MacPhail is also among those who see the iPad as a Kindle killer. “The Kindle looks like a one-trick pony on its way to the glue factory right now.”

In San Francisco on Wednesday, Jobs also took a shot at netbooks: “The problem is netbooks aren’t better at anything. The experience of running an iPad versus a cheap netbook running Windows XP — there won’t be any comparison.”

Apple’s addition of the optional keyboard to go with the iPad is the final blow for netbooks.

“If you can throw a keyboard on there, you basically have a baby iMac, so there goes the need for a laptop,” said MacPhail.

Self-described “Apple fanboy” Warren Frey wasn’t overly impressed by the much-hyped iPad release. Even though he bought an iPhone in the U.S. before it arrived in Canada, he’s in no similar rush to get an iPad.

“I’m a little disappointed,” he said, adding that while the new iPad seems to be all about bringing content in, it is less about creating it.

“As a content producer myself, I do a lot of high-end video for the Web,” said Frey, whose company Freyburg Media is a video production boutique in Vancouver’s Yaletown.

The iPad isn’t up to the high-end video editing that Frey needs. And since he already has an iPhone, he doesn’t want to pay for another in-between device.

“I can do a lot of this stuff on the iPhone,” he said of the iPad functions. “It’s not ideal, but it’s also not another $600 out of my pocket.”

Alfred Hermida, a professor who leads the integrated journalism program at the University of B.C.’s graduate school of journalism, said while there may have been too much hype around the release of the iPad, its impact will be long-term.

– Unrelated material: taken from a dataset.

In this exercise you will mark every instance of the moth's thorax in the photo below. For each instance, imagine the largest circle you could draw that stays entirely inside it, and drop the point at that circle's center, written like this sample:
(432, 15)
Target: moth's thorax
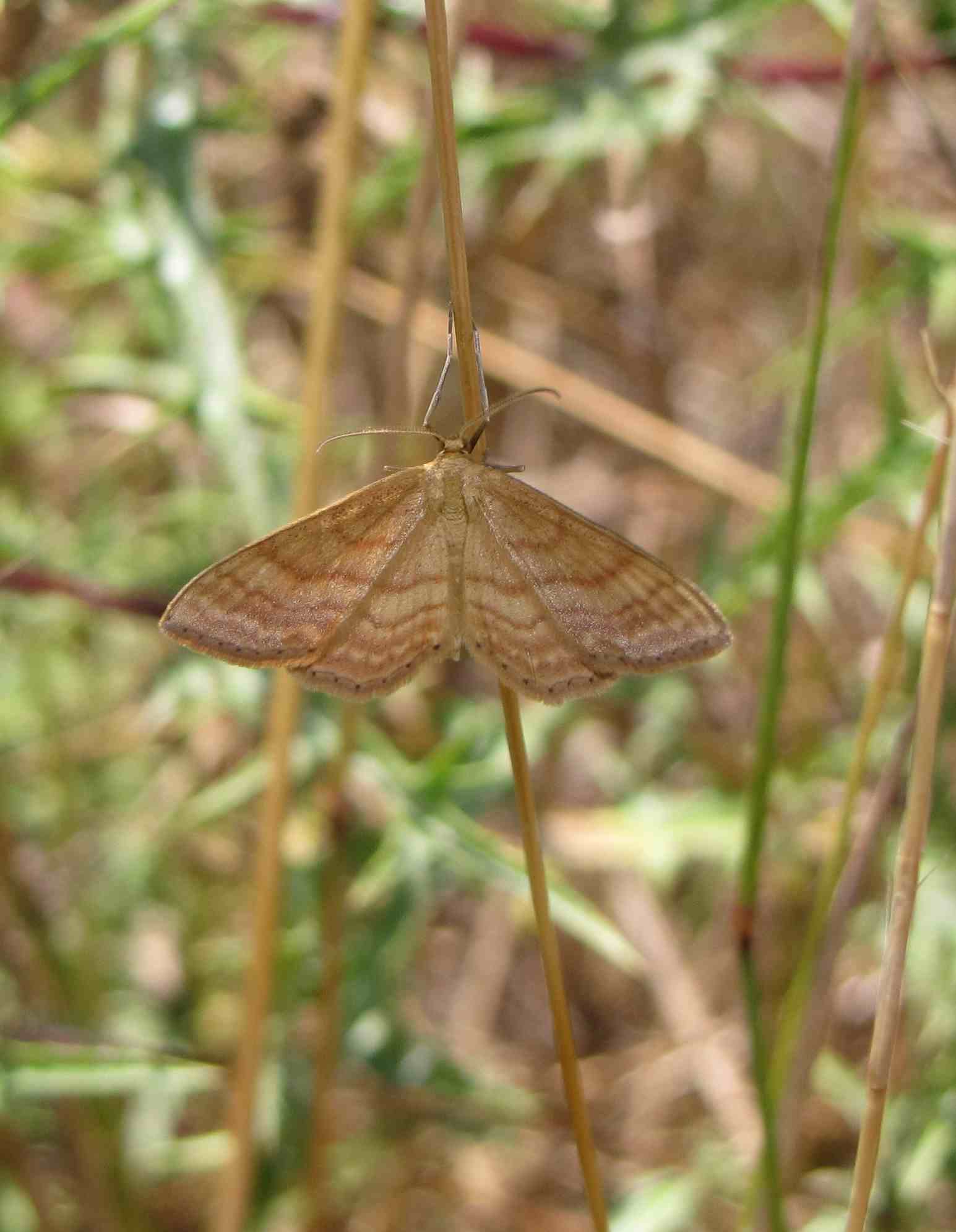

“We have a tendency to underestimate the long-term impact of these kinds of devices,” he said. “What Apple does really well is combine form and function.”

It’s not only the device, but what people will be able to do with it that will deliver the long-term impact from the iPad. “It is less about the hardware, and much more about the user experience,” said Hermida.

Just as the iPhone has much less impact than the iPhone combined with Apple’s app store, it will be Apple’s e-bookstore, iTunes, its app store and other potential functions that will make the iPad transformative for behaviour. “I think this is where the game changer is,” said Hermida.

Content producers will have to adapt if they are to maximize the potential of the iPad, whether they are in the business of publishing newspapers — one area that is looking to Apple’s new innovation as a saviour from diminishing revenue and readership — or in the business of books.

For textbooks, Hermida said that means transforming them into dynamic multimedia products that can be updated and enriched with content that goes beyond basic text.

“It is not about replicating the print experience, but about creating new experiences,” he said.

Pete Quily, an adult ADHD coach and a longtime Apple fan and who once sold Apple computers, said aside from the name — which he predicts will elicit jokes for some time before people stop laughing — the new iPad “is pretty amazing.”

“Apple has really thought this out. They have worked with content providers, and anyone who is producing long-form content really wants to get a handle on this.”